Ives: 'We expect to be on the ballot' against Rauner
State Rep. Jeanne Ives ticked off a long list of decisions by Gov. Bruce Rauner in explaining why she plans to challenge the incumbent in March's Republican primary.
The Wheaton resident criticized Rauner for signing what she calls the "sanctuary state" bill, the new6 school funding formula and subsidies for Exelon Corp. She also blasted the governor Sunday for signing a bill that would expand abortion coverage, calling it "a brand new entitlement program, when the state is bankrupt" and an indication that "he is off the rails."
"He has alienated base voters in our party by making decisions that are against our platform and make no sense when the state is completely broke," Ives said.
Ives announced this weekend that she is circulating petitions to challenge the governor in the March primary.
She said no one can officially declare they are running until they are on the ballot. However, she has selected Rich Morthland, a farmer, former state representative and community college professor from the Rock Island area, as her potential running mate.
"This is more than a trial balloon, by far," Ives said. "We're obviously at a little bit of a disadvantage because we are starting late, but we think this is a very achievable goal and we expect to be on the ballot and making a formal announcement when we do so."

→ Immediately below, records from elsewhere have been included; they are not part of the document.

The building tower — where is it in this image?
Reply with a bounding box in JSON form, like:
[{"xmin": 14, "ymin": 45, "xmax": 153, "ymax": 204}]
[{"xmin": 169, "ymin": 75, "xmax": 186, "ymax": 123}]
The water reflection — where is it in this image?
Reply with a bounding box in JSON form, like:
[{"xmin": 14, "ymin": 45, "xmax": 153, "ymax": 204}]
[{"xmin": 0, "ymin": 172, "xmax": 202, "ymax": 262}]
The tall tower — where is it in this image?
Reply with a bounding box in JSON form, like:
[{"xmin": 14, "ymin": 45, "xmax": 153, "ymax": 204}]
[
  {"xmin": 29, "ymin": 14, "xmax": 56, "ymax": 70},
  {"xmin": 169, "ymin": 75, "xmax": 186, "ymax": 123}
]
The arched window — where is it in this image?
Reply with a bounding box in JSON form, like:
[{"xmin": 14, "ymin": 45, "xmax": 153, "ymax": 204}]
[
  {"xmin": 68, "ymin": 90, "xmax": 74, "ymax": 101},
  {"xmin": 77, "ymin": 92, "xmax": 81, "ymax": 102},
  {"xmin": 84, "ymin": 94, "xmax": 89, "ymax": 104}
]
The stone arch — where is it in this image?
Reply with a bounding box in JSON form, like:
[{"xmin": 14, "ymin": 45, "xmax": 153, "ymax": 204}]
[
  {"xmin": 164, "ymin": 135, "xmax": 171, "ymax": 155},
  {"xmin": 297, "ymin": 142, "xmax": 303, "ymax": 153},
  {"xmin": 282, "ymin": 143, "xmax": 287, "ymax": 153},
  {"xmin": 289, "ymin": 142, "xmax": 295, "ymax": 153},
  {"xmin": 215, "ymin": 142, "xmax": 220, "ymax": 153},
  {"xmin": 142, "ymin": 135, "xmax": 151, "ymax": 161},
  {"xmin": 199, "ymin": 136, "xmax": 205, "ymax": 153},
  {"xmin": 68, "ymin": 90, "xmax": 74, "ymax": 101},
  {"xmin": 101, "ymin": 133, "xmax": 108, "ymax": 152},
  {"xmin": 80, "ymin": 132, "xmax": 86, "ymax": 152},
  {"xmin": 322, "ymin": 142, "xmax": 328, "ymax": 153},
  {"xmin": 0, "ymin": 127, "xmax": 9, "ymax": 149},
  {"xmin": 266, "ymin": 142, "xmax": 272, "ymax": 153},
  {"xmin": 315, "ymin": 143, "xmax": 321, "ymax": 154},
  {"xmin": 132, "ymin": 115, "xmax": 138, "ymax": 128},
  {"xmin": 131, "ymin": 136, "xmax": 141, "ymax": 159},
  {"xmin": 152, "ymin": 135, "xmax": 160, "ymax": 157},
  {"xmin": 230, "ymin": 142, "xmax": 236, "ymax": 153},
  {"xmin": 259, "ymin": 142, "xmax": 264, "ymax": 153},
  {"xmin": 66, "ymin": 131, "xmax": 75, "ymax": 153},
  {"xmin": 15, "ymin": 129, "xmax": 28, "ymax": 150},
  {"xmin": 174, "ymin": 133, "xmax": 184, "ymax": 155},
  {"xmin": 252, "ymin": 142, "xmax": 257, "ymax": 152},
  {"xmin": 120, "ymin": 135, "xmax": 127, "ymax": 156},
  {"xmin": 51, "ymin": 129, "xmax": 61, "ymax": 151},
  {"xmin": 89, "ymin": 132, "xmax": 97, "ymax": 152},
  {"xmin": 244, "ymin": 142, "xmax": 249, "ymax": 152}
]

She said her goal is to collect a minimum of 10,000 signatures; 5,000 signatures are required. She did not disclose her fundraising goal but said she has commitments of hundreds of thousands of dollars.
Ives said she decided to run in response to a pattern of decisions made by the governor, who announced his re-election bid last week.
She denounced the governor for signing a bill that would call for electricity users to pay hundreds of millions of dollars in annual subsidies to Exelon Corp. She disagreed with Rauner for signing a new school funding formula that gives the Chicago Public School System more than $450 million above what it received in the previous year.
Ives also took Rauner to task for signing the Illinois Trust Act, which prohibits law enforcement officials from detaining someone based on immigration status.
Rauner's office was not available for comment.
Ives promised to take on the challenges facing the state with integrity and honesty.
"I have a record of fighting public corruption, which is an everyday event in the state of Illinois," she said.
Ives said she has been "hyper-policy focused" on such issues as controlling the state's debt and spending. Her bills, she said, have focused on protecting taxpayers.
Ives said she is particularly proud of a bill she sponsored but the House rejected that would have limited the ability of school districts to issue and refinance debt.
Regarding pensions, she said, "We need a full 401(k) for all state employees."
In addition to Ives, other names have been mentioned as possible challengers to Rauner including state Rep. Peter Breen of Lombard and Joe Walsh, a radio show host and former U.S. congressman from McHenry.
Ives said Chris Cleveland, the current Chicago GOP chairman, will serve as her campaign chairman.
A West Point graduate with a degree in economics and a mother of five, Ives won her third term in 2016. The former Wheaton City Council member ran on a campaign of reforming pensions to get the state's finances in order.